1. Decreased levels of the molecule butyrate and its receptors were found in mice that received an allogeneic bone marrow transplant (BMT).
2. The addition of butyrate-producing bacteria increased the function of the intestinal epithelium as well as survival in mice that received transplants.
Evidence Rating Level: 1 (Excellent)
Study Rundown: Although BMTs are beneficial treatments for patients with malignancies or other blood-related conditions, they can result in the complication of graft-versus-host disease (GVHD). Based on the role of the gut microbiome in GVHD pathology, this study developed a potential therapy for the complication.

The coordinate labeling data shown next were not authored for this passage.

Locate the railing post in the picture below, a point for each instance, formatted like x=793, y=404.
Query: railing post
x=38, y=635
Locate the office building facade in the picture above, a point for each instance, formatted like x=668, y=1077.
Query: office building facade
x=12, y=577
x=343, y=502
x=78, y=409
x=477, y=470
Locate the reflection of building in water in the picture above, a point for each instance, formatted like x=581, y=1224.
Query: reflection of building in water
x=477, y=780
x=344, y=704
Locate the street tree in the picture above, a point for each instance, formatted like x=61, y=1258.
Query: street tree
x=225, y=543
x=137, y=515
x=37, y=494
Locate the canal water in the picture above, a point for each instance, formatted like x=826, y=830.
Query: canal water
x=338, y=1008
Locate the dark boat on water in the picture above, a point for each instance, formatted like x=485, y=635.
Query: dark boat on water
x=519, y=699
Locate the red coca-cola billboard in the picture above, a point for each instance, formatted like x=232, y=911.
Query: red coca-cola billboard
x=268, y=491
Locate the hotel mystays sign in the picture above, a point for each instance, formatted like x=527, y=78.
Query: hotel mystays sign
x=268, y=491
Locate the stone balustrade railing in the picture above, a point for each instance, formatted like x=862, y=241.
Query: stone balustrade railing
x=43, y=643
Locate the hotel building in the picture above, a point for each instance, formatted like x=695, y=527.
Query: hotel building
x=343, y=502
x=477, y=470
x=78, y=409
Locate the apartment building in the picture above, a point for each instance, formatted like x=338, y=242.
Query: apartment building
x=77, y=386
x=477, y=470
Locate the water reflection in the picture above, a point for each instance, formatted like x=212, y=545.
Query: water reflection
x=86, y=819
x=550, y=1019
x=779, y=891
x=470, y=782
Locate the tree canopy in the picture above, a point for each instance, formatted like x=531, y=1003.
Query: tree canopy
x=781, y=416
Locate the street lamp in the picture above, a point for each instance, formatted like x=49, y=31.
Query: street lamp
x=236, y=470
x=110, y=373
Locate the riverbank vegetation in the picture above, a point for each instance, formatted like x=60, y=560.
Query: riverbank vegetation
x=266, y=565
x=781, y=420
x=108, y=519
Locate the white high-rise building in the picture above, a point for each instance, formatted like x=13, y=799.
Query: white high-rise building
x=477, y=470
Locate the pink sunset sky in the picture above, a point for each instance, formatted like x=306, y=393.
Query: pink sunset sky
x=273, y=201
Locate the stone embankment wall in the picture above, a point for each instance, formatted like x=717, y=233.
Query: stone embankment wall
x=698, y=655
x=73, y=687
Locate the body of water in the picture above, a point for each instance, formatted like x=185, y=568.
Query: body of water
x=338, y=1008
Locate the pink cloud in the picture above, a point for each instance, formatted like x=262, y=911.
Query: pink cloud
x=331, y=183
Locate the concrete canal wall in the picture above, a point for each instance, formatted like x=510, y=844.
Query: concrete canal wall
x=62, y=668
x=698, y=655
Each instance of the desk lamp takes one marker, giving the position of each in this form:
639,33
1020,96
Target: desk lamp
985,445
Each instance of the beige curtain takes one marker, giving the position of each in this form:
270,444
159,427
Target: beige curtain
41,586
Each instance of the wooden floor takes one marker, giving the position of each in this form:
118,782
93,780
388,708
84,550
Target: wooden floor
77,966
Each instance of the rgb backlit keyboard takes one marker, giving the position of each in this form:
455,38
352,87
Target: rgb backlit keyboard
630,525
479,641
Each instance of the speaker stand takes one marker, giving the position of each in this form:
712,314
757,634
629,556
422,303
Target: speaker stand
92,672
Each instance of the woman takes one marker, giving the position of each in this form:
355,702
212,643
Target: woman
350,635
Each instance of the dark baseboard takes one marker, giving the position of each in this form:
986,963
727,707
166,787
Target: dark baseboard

The researchers first showed that in mice that received allogeneic BMTs, butyrate was the only microbe-produced compound that was decreased in the gut. In addition, the concentration of butyrate transporters and receptors was decreased, a result that was ameliorated upon the addition of butyrate. Butyrate administration also decreased the weight loss associated with GVHD and increased the survival of the mice. Experiments to determine the function of butyrate showed that the compound increased levels of anti-apoptotic proteins, decreased levels of pro-apoptotic proteins, and restored the expression of junctional proteins in the mouse intestinal epithelium. Together, these changes promoted the integrity of the intestinal epithelium. Finally, bacterial strains known to produce butyrate were introduced into the intestines of mice that received BMTs. Similar results were seen with these experiments as with the addition of butyrate alone, showing a significant decrease in GVHD severity.
Further studies will need to determine the effect of butyrate on other cells in the gastrointestinal tract, as well as any systemic effects of the microbiome alteration. However, this study shows the potential of altering the microbiome to reduce the complications associated with BMTs.
Click to read the study in Nature Immunology
Relevant Reading: Regulation of intestinal inflammation by microbiota following allogeneic bone marrow transplantation
In-Depth [animal study]: In order to induce GVHD in mice, major histocompatibility complex-mismatched BMTs were performed. Using mass spectrometry, the concentrations of microbial fatty acids in the gut were compared between the transplanted and control mice, with the only difference being a significant decrease in transplant recipient butyrate levels (p<0.05). This finding led the researchers to test the effect of butyrate administration on GVHD severity. Butyrate was administered to transplanted mice via intragastric gavage daily for 1 week and then every other day for the remaining weeks of the experiment. A significant decrease in weight loss (p<0.0001) and an increase in survival (p<0.00001) were noted in mice given butyrate.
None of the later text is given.